On Dec. 31, having been a Christian ministry incubator for more than a quarter century and sowing dozens of new plants, Chattanooga Matters will pull up that stake.
"We have run our course and done our job," said Mr. McNelly, executive director of the group originally known as the Chattanooga Resource Foundation. "The type of ministry that was started 26 years ago was needed for the city and accomplished great things through the years."
The economic downturn was "one piece of the puzzle" that led to the board's decision to close, but not the only one, Mr. McNelly said. A decline in donations and interest over at least the past five years also contributed, he said.
The organization helped launch nondenominational faith-based ministries such as First Things First, the Scenic City Women's Network and the Chattanooga Youth Network. It also offered a leadership class that graduated more than 475 people, including U.S. Rep. Zach Wamp, R-Tenn., and Hamilton County Sheriff Jim Hammond.
Mr. McNelly said encouraging emerging leaders in the city through venues such as the leadership classes may be the organization's biggest achievement.
"They are now the catalysts out in the community to promote the biblical world view that we're all in this together -- that we're all part of the same family," he said.
Former Tennessee state Sen. David Fowler, state Rep. Richard Floyd and Sheriff Hammond said the relationships they made in the leadership classes were valuable and eye-opening.
"It was a wonderful opportunity to be moved beyond your own environment and experience and to see and develop relationships with other Christians (despite the) denominational, racial and economic barriers that often separate us," Mr. Fowler said.

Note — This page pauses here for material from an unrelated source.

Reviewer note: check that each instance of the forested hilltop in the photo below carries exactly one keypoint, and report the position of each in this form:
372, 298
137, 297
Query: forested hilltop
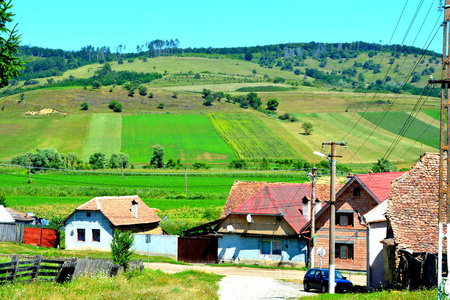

The diverse class, according to Mr. Floyd, included people from every sector of the business community.
Mr. Fowler, now president of the Family Action Council of Tennessee, was a graduate of the first leadership class in the 1990s and later the organization's board president. He said the class crystallized his call to public service.
"It was an eye- and spirit-opening experience that, for the first time, (introduced me to) seeing life through the lens of Scripture and to the thought God had wired individuals with actions, skills and gifts for particular callings that would give life its greatest meaning and sense of fulfillment," he said.
Ending the ministry is somber, he said, but he remains excited for the future.
"We're in agreement that we serve a God that is big and that he takes us from stage to stage," Mr. McNelly said. "We recognize that God is our source for everything, and we've been willing to follow him. And I know beyond a shadow of doubt he's out there ahead of us."